I live for live music! My mom took me to my first concert at 16 years old to see the Steve Miller Band. I loved the energy of the crowd from the minute I walked in the door! My first Phish show was the legendary Worcester Wipe Out show on 11/27/98. Everything about that show felt magical, from sneaking in with a fake floor ticket, to figuring out how to stub the rest of my crew down to the floor with me, to Henrietta in a viking helmet, to the Mirror in the Bathroom… and the Golgi encore! I saw you! With a (fake) ticket stub in your hand! It was love at first sight. Phish immediately became my favorite band. 

In spite of the challenges live music has faced this year, I am grateful that the current situation is giving smaller, local bands an opportunity to color in the void. I’ve had the chance to see Dogs in a Pile Band play at various socially distanced and outdoor venues, and they are a lot of fun!! These talented musicians mostly play original music, and are heavily influenced by the Grateful Dead and Phish. Check them out when you can!

One of your favorite groups is the Vermont based Phish. The past 8 weeks, lead singer Trey Anastasio has performed at The Beacon Theatre. Did you have any songs or nights that stuck out in your memory?

Every night was amazing in its own way, and every song with the Rescue Squad Strings was so beautiful. These shows really brought to life Trey’s dream of becoming a composer, and I am so grateful we could be a part of that, and for a good cause taboot, taboot! The last night of the run was particularly special; not only did Pebbles and Marbles bring me to tears, but Trey also read the note of a friend of mine who’s fiance lost their battle with addiction. Too many friends, and too many people in general, have lost their battle, and are struggling in lonely corners of the country. I joined the Lower Bucks Addiction Task Force to help advocate for people in recovery and addiction treatment. We meet monthly with leaders in the recovery community, who can attest that the pandemic has worsened what was already an opioid crisis. We need to increase state funding for recovery services at a time when state budgets are slammed by lost revenue from Covid-19 business closures. I’m so grateful to Trey for shining a light on this subject, and I’m so proud of our community for raising over $1 million to start an addiction treatment center. We’re all in this together!

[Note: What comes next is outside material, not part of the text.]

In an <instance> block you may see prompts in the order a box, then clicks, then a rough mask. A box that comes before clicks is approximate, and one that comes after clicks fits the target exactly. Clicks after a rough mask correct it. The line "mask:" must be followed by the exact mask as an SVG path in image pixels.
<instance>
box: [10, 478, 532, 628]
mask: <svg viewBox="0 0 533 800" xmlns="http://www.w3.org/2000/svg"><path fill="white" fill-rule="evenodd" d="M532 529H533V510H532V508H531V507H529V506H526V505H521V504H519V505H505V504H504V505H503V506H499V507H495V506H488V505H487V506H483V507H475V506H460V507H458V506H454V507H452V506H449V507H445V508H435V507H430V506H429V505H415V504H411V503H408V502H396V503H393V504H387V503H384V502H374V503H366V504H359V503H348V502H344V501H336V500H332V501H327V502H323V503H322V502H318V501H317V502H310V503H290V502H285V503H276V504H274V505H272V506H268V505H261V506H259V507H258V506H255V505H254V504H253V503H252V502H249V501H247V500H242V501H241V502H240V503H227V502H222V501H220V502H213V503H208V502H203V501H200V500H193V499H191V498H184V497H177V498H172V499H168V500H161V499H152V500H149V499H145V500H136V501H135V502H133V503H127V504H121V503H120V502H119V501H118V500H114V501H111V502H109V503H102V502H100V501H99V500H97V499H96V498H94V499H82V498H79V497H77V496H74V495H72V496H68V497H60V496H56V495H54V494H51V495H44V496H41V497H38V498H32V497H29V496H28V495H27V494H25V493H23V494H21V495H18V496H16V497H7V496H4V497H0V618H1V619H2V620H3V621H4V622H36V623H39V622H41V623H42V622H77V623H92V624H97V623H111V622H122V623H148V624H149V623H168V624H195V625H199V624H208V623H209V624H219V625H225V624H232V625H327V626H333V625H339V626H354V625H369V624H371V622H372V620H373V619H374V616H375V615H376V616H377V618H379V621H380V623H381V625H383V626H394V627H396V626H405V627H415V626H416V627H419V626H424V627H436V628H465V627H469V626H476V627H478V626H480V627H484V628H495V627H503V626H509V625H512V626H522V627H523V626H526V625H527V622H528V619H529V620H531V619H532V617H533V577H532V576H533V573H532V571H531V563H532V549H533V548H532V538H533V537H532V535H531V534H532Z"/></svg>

Let’s change gears. You also have a small business, helping kids with their goals and dreams in college and beyond. How did you launch this business? 

I surprisingly launched my tutoring business back in the last recession in 2009. I had recently lost my job as a research associate in an immunology lab, along with so many others as NIH grants weren’t renewed that year. I had been tutoring a student here and there to make extra money, but I ordered some business cards, learned how to create a basic website online, and let people in my networks know I was available full time. Within 6 months I was working 7 days a week and making more money than I had ever made working for someone else. I enjoy provoking dreams that don’t exist, and helping teenagers develop their self-confidence to pursue those dreams. 

2020 has been a weird year for everyone. Are there any positives that you have felt have come out of this year?

Hindsight is 2020 became more than a cliche phrase this year. During quarantine, I finally found time to toss away stuff I don’t need in the end, but keep what’s important and know who’s my friend. This pandemic grounded us all, and forced us to examine our existence as everything from toilet paper to Phish tour was put on hold. Not only did what matters most come to light, but we are all living differently, in a more intentional way than we ever have. From awareness of racial injustice, to environmental protection, even to politics, more and more people are paying attention and inspired to be the change they wish to see. And voting!! From the sheer number of people who got involved in this election despite a pandemic, to the mass protests for racial justice that continue today, to the way musicians adapted to our new normal with streaming and drive-in shows, we went through a revolution this year. I’m hopeful that next year will see brighter days with a new administration dedicated to the American public and its health again, and maybe even a Phish show or two.